The gun stories of Dubois, White and Wright make it easier to digest the fact that the NAACP cut its organizational teeth supporting black people who used guns in self-defense. The first major litigation that the NAACP supported was a case of armed self-defense by black sharecropper Pink Franklin against a planter who laid claim to him under a peonage contract. The NAACP took on the case in 1910, and by 1919, Pink Franklin, who had shot a planter and a deputy marshal in self-defense, walked free.

The saga of Sgt. Edgar Caldwell ended differently. Caldwell, a WWI veteran, shot and killed a trolley driver who was stomping him after throwing him from the whites-only section. The NAACP raised money for his defense with a plea in The Crisis: “We want 500 Negroes who believe in Negro manhood to send immediately one dollar for Caldwell’s defense.” His defense funded by the coins and bills of anonymous black folk, Caldwell survived two years on death row before he was executed. Under the deft editorial touch of Dubois, The Crisis spills over with reports and commentary that frame armed self-defense as a crucial private resource for blacks. Giving broader coverage to this material might easily have added another hundred pages to Negroes and the Gun.

One of the most important early cases supported by the NAACP anchors chapter six. Dr. Ossian Sweet had the grand ambition to move his family into a nice house on a neat corner lot in a white neighborhood. He was familiar with the risks. Several black families had been run out of their new homes by mobs. Sweet’s colleague, Dr. Al Turner, did not even get to spend the night in his new home. Turner was reviled among blacks as the story spread of him fleeing the scene, cowering on the floor of his chauffeured car.

Ossian Sweet feared both mobbers and the shame of being called a coward when he walked into his new home, carrying a sack full of guns and ammunition. It was not long before the mob gathered. Missiles flew. And by the end of it, one of the white men in the crowd was dead from Negro gunfire.

The NAACP hired Clarence Darrow to defend the Sweets and used the case to fuel a fundraising juggernaut. After Darrow wrestled the prosecution to a mistrial, the Sweets became national heroes among black folk. Their tour of NAACP branches raised enough money to pay Darrow, with surplus left to fulfill James Weldon Johnson’s dream of a standing fund that could support important litigation without pushing the organization to the brink of insolvency. This was the beginning of the storied NAACP Legal Defense Fund.

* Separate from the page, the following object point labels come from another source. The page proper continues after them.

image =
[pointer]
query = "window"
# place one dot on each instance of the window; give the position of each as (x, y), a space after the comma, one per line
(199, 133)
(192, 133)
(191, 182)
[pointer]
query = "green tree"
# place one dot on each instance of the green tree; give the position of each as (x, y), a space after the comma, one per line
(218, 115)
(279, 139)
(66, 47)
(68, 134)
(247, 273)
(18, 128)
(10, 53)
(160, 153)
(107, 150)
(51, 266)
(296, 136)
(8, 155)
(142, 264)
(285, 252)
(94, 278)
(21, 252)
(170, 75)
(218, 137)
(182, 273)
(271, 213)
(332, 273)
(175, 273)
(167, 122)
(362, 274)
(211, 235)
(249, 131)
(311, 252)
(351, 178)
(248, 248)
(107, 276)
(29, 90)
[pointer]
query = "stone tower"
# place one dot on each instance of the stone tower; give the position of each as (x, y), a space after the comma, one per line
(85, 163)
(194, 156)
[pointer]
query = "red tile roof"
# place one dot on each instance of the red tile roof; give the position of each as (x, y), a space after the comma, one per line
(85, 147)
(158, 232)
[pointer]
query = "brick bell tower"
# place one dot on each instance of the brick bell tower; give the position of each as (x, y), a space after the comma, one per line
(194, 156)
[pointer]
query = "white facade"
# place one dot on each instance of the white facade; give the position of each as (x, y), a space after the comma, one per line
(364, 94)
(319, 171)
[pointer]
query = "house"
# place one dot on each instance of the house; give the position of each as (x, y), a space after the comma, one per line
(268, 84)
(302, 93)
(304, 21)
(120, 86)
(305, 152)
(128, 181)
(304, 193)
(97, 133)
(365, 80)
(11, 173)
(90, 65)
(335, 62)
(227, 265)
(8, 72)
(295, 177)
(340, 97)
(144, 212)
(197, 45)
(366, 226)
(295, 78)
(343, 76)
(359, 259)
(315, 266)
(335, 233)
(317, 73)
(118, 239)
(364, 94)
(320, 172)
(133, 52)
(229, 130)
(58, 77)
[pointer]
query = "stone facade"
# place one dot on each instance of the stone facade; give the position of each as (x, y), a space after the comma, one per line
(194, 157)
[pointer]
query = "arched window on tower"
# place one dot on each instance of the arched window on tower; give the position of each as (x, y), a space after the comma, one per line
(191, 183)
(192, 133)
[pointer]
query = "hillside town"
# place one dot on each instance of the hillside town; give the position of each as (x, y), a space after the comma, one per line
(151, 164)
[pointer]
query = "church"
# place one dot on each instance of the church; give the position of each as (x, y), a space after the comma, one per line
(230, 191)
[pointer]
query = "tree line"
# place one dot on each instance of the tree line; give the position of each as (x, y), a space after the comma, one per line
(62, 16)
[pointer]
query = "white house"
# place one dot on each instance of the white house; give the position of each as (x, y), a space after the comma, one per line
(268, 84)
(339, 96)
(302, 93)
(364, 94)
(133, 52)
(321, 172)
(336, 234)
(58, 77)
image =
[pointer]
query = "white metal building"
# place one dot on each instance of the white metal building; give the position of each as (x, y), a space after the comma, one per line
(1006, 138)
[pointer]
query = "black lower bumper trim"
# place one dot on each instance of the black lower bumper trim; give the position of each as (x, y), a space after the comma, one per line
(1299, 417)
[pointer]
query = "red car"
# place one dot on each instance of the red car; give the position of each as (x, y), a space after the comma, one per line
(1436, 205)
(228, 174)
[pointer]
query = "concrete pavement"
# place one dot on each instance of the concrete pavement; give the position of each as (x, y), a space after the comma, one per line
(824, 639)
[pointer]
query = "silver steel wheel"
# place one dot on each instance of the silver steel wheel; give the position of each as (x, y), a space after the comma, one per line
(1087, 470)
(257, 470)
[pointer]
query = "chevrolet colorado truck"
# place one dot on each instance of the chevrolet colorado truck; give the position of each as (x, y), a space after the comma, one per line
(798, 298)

Of course, the NAACP was not the only game in town. It was the progeny of disparate early organizations, and that diversity reflects the potential divisions within the early 20th century leadership. When Dubois exhorted black men to fight in WWI, A. Philip Randolph countered that he would not fight to make the world safe for democracy, but was more than willing to die at home to “make Georgia safe for the Negro.” Marcus Garvey represented another strand of thought and was disdained by both Dubois and Randolph. But on the question of armed self-defense, the three of them found basic agreement.

This reflects what we have long known. The principle of self-defense is near universal. It demands no sophisticated ideology. Even in the most civilized of societies, it is an essential practical allowance for self-help against imminent threats in situations where it is impossible for the state to act. As I will discuss tomorrow, this ancient principle runs like a torrent through the modern civil rights movement.